At McDonald’s an hour later, waiting for her daughter to finish her Happy Meal chicken nuggets (she couldn’t face food herself), she glanced absently at her watch and noticed the ring was still on her finger. She was twirling it unconsciously, possessively, rolling it back and forth, back and forth, seeking it with an urgency that surprised her.
The Aquarium at Night
AT NIGHT IN his prison cell he tried to write down the way the sunlight struck their gum trees at dawn. The first rays turned the angophoras’ trunks gold or orange, Dyson recalled, then pink a few minutes later. Where the trees had shed branches they formed stumps like amputated limbs, and parrots had gnawed out little caves in the wounded and bleeding wood. As the sun rose over the ridge, the rosellas, lorikeets and parakeets peeped out from their nest holes, like suburban householders cautiously facing the fresh day. These sunlit trees were on a sandstone ridge 17 000 kilometres away and twenty years ago.
He put this down on paper. He remembered the first light on the rock-oyster leases across the bay. The shadow of the escarpment fell in a dark sheen on the surface and from his bedroom window he’d spot the oyster farmer setting out from the mangroves and then disappearing into the shadow as he punted out to his beds. Some mornings the oysterman had a radio with him, and commercial jingles and the insistent babble of the breakfast announcer carried across the black water.

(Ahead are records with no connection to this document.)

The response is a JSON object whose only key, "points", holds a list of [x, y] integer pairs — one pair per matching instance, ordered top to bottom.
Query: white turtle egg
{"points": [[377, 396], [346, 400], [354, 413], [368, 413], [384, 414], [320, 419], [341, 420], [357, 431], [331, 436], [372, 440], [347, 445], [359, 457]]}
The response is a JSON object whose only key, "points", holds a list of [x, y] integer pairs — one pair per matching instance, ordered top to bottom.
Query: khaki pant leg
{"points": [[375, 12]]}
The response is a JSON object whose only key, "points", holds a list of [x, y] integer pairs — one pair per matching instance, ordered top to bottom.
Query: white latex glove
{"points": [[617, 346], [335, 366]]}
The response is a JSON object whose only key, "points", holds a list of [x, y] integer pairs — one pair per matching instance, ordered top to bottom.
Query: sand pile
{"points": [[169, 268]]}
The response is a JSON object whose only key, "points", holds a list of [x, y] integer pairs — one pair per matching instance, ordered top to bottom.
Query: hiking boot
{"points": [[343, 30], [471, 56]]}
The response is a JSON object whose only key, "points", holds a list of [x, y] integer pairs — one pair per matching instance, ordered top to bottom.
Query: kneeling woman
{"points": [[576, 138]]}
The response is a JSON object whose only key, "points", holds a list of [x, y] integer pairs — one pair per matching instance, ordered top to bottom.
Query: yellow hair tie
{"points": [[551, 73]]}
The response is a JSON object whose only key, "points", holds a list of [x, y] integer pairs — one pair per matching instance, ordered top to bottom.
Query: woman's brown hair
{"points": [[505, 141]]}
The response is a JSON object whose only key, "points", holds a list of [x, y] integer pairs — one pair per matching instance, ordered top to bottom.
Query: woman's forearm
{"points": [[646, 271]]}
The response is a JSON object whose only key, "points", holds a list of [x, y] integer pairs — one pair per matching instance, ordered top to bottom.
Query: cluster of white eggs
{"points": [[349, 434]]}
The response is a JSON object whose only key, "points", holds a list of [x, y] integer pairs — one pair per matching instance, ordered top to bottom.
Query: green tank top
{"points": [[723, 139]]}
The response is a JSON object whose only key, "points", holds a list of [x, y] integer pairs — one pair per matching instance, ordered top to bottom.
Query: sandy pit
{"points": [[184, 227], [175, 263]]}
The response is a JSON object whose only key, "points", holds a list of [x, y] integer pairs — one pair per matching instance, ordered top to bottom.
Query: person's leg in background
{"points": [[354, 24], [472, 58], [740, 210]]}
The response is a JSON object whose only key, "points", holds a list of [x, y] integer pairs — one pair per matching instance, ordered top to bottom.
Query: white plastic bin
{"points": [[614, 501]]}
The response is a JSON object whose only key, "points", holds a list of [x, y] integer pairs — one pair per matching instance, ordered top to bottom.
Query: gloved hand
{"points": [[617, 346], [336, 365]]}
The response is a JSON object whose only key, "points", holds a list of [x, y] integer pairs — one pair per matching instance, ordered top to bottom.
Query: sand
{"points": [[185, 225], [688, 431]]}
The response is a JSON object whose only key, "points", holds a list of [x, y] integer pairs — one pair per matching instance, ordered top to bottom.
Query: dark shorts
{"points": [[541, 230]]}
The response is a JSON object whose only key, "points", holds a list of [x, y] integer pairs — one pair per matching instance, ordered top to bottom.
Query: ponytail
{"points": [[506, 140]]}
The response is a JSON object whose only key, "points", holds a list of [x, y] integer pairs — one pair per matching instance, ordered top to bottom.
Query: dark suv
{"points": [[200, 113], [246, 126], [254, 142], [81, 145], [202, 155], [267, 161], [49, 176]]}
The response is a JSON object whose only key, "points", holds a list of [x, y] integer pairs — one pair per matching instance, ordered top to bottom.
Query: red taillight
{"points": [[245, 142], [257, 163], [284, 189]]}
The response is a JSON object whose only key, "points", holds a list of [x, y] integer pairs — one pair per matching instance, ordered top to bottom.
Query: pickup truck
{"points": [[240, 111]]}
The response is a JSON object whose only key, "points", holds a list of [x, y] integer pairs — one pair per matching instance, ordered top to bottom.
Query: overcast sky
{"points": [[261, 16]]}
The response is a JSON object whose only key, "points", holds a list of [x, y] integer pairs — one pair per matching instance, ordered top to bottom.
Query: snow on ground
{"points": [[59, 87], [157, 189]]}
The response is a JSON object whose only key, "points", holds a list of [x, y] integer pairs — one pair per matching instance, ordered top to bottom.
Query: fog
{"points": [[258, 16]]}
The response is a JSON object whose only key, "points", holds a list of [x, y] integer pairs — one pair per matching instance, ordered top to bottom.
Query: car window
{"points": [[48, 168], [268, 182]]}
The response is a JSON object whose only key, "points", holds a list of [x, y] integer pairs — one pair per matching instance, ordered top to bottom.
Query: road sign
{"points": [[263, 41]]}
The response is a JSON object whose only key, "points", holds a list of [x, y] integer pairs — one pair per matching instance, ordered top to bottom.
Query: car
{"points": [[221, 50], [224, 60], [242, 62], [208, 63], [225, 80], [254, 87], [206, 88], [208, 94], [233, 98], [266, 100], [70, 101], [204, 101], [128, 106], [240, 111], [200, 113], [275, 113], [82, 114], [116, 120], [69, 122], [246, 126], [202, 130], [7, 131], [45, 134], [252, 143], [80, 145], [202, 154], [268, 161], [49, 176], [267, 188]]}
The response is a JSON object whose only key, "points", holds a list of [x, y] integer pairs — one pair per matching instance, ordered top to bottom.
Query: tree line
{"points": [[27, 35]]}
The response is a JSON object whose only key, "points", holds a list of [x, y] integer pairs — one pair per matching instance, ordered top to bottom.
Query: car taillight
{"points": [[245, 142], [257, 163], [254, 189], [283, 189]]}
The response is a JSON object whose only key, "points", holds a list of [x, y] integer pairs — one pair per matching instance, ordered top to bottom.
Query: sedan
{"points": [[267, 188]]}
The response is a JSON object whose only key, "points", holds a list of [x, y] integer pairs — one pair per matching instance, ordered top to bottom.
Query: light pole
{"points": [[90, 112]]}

How old was he back then – twelve, thirteen? Already shedding his boring first name – Preston – for the more exotically sportive Pablo. Scribbling Pablo Dyson – Association of Surfing Professionals World Champion all over his schoolbooks, alongside countless doodles of extreme waves and reckless riders based on himself. A skinny, mop-headed grommet leaning out the window to check the morning’s wind and weather for the day’s surf potential and dreaming of legendary breaks. By 6.15 he’d be on his bike, board under his arm. By 6.30 he’d be over the ridge and in the ocean.